Tuesday, September 21, 2010

Dayton does a hand stand


My grandson is 4 and he can do a perfect hand stand, cartwheels too.

my grandsons are so funny...

Jake plays flag football and as he was getting ready he asked his dad, "when do I get paid to play football daddy?"

He also loves the Minnesota Vikings...we tease him ( this is Chicago, Bears country, after all) and call them the Vi-queens. Of course he gets mad. Last weekend the Vikings were playing Miami, Cody wanted to know who was winning the Vikings or the Miami Philia-dolph-ians...

these guys are such funny boys.

Wednesday, September 15, 2010

boys and their toys....




Been working a bunch so I miss out on the boy's fun 'stuff'...nice thing is that between grandpa and daddy the boys get all the guy time they can hope for...







Although the other day I made it home while the boys were still here. I was greeted by Cody and Dayton, with a happy "GRANDMA ROSES!". and big hugs.






Sunday, September 12, 2010

some thoughts....


I come here as usual to express my thoughts. Don't care if anybody reads them...this is my place, my place where I feel like home...

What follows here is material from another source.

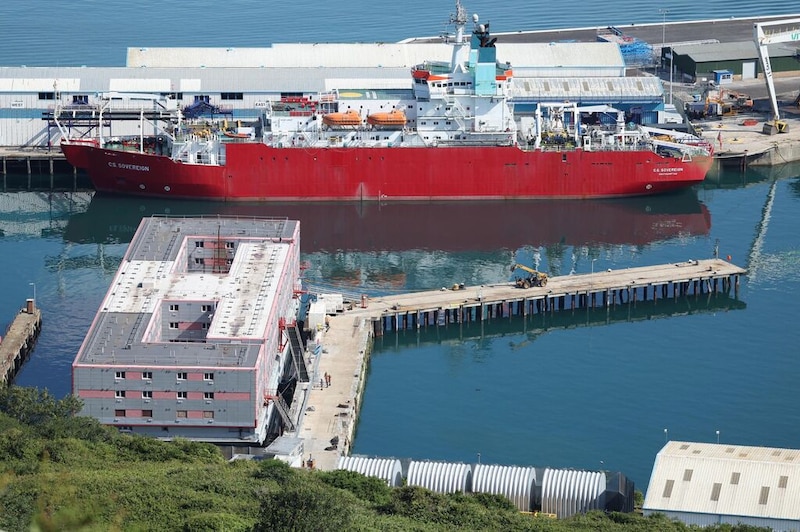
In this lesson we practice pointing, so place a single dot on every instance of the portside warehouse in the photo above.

Lately I have come to realize my age, at 53 I still feel young, but I feel different...mostly I feel my age when I look at other people just a bit older than I, they look old to me, but me I feel young...I realize how quick time passes us. I realize how much we waste our time worrying about things, we make plans for our future, but we don't live in today. Today is all we have...we should live in this moment .... for me I get my feelings hurt over situations I am not in control of...I image untrue situations and waste my time, instead of living...

When Brandy had her baby, my husband's ex wife and Brandy's mom were right there. My husband was called mid labor and told, "we didn't want to bother you because we knew you were at work". Even though I was not at work (break in my day) I didn't run to the hospital, to me these moments are for the couple. I had my feelings hurt as the step mom, but I made myself stop being such a baby ... the reality was that the couple were caught in the baby having
moment, called us after the birth, my husband saw the baby nearly brand new (I was working). I spent 2 hours holding him a day later...alone without the ex or other grandmother. My stepson and daughter in law appreciated us and love us just he same as the rest of the parents.

I remember being a young mother too frazzled to appreciate the little moments in my kid's life...time speeds by and now they are adults having their own kids. Now as a grandma I will not waste these moments whining or feeling slighted I will enjoy them relish them...still living my own life with my own marriage...but enjoying the show, the show of watching new lives grow up and live...their own...and loving every minute.

Saturday, September 11, 2010

met my grandson Kaleb...


My stepson Matt and his new son Kaleb.


So good to hold the new little one!



Brandy and her new son.


grandpa is in love with his new little guy.